The bones of the back, or vertebral column, are made up of 5 sections: the cervical vertebrae, the thoracic vertebrae, the lumbar vertebrae, the sacrum, and the coccyx. These sections total 33 vertebrae, which, working together, aid locomotion and posture while providing support and protection. Each part of the vertebral column has unique vertebrae that allow for specialized functions, but all vertebrae have common elements. Namely, a vertebral body and vertebral arch that, when combined, form a complete hole called the vertebral foramen. When multiple vertebrae are layered on top of one another, their foramina can coalesce to form a channel known as the vertebral canal, down which the spinal cord is protected and enclosed.
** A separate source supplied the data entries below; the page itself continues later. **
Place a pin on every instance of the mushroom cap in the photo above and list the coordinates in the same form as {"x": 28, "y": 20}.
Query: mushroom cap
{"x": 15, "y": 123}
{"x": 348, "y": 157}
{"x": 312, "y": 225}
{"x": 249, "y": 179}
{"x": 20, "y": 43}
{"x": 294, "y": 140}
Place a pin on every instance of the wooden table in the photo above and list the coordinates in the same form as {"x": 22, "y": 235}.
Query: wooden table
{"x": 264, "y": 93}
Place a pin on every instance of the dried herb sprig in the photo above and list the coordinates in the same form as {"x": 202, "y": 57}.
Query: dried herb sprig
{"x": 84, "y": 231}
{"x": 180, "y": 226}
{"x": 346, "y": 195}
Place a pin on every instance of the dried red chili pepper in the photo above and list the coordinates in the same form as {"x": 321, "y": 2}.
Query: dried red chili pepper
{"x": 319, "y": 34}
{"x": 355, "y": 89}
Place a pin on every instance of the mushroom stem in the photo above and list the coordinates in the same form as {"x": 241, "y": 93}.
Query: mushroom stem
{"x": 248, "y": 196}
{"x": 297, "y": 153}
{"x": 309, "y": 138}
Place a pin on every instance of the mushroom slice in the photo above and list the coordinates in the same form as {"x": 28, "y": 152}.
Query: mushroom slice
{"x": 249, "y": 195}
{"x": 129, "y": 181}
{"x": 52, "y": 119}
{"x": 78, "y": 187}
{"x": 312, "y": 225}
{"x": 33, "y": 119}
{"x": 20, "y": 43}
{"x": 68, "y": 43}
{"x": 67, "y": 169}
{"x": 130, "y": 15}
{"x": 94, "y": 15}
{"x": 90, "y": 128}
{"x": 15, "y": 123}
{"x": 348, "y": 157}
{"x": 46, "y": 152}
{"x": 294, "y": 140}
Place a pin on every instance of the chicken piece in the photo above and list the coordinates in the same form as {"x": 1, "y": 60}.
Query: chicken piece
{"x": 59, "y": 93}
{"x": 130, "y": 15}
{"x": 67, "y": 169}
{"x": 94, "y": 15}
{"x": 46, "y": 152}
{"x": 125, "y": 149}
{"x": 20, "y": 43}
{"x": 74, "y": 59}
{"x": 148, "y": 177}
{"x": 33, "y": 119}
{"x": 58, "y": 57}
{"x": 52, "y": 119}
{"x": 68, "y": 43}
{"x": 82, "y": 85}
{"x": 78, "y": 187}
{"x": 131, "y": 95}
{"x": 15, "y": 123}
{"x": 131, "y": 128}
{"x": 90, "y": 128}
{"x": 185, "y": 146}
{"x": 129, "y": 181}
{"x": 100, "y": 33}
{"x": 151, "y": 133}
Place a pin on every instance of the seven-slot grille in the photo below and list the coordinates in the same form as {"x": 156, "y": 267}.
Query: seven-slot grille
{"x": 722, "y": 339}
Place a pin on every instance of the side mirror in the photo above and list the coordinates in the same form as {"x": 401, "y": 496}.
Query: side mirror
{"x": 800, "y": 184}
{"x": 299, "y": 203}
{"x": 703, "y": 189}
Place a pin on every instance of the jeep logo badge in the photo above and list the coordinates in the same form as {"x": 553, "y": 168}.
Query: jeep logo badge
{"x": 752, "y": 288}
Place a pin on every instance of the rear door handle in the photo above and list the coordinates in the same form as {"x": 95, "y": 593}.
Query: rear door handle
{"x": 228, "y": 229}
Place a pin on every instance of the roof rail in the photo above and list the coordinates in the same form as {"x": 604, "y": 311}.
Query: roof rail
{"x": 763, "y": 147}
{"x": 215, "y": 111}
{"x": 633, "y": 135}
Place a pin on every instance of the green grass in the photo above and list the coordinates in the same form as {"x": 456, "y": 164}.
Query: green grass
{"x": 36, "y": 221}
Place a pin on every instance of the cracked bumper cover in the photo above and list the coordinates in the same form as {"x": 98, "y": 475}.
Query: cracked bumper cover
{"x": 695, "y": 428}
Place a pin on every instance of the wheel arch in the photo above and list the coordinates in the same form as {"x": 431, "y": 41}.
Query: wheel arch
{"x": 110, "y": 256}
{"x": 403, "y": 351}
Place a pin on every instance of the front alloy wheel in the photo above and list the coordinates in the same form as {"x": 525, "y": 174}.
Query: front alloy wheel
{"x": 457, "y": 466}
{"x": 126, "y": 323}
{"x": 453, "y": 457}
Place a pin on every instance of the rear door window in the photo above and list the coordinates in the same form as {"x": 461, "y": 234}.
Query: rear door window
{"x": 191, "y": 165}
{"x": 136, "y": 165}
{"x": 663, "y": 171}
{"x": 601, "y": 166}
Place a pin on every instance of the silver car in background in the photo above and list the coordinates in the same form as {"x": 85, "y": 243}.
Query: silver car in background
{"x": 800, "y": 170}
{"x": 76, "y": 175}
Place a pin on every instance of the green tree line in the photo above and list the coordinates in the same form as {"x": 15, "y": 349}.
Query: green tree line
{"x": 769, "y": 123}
The vertebral arch also has several features, some of which are inarticulation sites for other bones, while others serve as attachment sites for ligaments and muscles. Examples of these features are the spinous processes, transverse processes, pedicles, and lamina. Between each vertebra sits an intervertebral disc, which helps with shock absorption and movement.
Ligaments that articulate with the bones of the back are essential in preventing extreme movements and strengthening joints. Notable ligaments that help achieve this are the ligamentum flavum, the interspinous ligament, the supraspinous ligament, the intertransverse ligaments, and the anterior and posterior longitudinal ligaments.